[Resolved] Project Architecture Question

Manat

Hello all,

   I just have a general architecture question.  If I want to create a private section in our extranet... Yes extranet is already private, but let's say selected people who have access to our extranet.

   Anyhow, it's a place where you need a username and password to enter, and you should be able to download files, images, and .pdf documents.  And I want to be able to track which username downloaded which file.  Also, there should be some in-house file upload program, or maybe just standard FTP to upload the files to the private section.  But i'm saying file transfer program since every document downloaded should be tracked by which username downloaded it, so wouldn't each file need it's own id in the db?

How would you guys architect this?

ZibingsCoder

I'll just assume that you already have your username/id layout setup.

For this kind of a system, I'd probably do something like this...

Store all uploaded/downloadable files in a diretory not accessible by a *net user.
Make all files accessible through a php file called something like download.php (ie http://url/download.php?file=filename)
All files in said directory are given an md5 hash in a database table
A seperate database table is created for all downloads/uploads. It holds a user_id, a file_id, and a time. This will allow for basic tracking of who downloads what and when.

Is this kind of what you wanted?

Manat

Hi,

Yes this is exactly what i'm looking for. However should I use pure FTP or a file transfer program since every file needs an id?
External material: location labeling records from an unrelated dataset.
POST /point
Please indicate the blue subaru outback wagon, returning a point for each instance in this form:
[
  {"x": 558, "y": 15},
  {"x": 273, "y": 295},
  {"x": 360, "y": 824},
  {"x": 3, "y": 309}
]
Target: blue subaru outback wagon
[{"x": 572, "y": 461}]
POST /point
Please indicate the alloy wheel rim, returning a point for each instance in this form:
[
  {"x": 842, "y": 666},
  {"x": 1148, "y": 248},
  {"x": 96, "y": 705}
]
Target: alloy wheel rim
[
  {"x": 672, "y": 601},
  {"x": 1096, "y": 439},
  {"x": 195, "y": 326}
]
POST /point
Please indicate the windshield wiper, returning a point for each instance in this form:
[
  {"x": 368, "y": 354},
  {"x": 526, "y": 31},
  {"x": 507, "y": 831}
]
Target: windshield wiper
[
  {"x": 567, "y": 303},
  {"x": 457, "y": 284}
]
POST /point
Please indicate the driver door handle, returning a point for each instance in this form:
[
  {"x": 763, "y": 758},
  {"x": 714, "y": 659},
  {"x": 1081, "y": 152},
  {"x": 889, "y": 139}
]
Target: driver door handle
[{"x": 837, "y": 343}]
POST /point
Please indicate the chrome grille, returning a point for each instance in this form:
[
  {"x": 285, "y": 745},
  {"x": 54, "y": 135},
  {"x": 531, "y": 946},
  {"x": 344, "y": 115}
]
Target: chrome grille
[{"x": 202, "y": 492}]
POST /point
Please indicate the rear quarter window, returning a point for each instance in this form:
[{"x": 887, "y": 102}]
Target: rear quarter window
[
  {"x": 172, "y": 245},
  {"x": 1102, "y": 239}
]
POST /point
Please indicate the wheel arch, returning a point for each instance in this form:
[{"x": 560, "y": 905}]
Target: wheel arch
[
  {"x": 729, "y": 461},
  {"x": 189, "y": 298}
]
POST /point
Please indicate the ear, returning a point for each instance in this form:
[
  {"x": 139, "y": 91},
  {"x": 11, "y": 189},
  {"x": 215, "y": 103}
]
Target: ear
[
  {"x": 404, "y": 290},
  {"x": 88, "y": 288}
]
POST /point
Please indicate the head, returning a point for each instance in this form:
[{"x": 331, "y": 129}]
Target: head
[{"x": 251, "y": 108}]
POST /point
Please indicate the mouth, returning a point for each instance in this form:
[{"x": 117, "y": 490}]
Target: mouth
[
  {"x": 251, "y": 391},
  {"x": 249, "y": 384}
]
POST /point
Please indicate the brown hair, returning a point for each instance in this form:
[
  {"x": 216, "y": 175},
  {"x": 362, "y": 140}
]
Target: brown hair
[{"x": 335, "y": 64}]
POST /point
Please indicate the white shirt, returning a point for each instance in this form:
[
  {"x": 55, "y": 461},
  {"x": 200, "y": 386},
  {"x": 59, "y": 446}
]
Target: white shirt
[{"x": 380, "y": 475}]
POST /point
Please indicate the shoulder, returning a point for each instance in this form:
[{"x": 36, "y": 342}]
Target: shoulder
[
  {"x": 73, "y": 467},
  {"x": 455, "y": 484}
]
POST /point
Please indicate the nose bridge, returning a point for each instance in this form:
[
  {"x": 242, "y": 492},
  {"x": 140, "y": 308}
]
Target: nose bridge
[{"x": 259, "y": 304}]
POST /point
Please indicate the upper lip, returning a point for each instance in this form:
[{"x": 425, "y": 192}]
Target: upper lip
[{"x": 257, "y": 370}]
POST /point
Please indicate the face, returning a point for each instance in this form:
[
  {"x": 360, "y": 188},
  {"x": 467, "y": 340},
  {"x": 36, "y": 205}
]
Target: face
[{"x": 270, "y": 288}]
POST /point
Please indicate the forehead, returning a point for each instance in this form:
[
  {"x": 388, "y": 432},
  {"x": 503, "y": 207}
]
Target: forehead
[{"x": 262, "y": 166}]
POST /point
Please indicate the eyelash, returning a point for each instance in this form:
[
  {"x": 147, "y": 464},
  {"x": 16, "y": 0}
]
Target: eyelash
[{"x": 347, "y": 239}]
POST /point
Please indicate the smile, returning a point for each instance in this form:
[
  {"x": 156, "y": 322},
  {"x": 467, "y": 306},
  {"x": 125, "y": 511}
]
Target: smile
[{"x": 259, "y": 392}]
how would I coordinate the file uploading and creating an id for each file? just an auto increment int?

thx
MK

ZibingsCoder

Again, personal opinion here and very subject to error...

Doing a simple file upload script would be fine (I assume you mean this to be a form upload). That way, you can get the filename, throw it off into the database (yes, use an auto_increment or serial field [which of course depends on your db system]), then move_uploaded_file() to the directory where it's out of prying hands. FTP would just be overkill on something like this since it can easily be done without it.

AstroTeg

I think FTP could still be used here.

It depends on how fancy you wish to make this and how secure you need it.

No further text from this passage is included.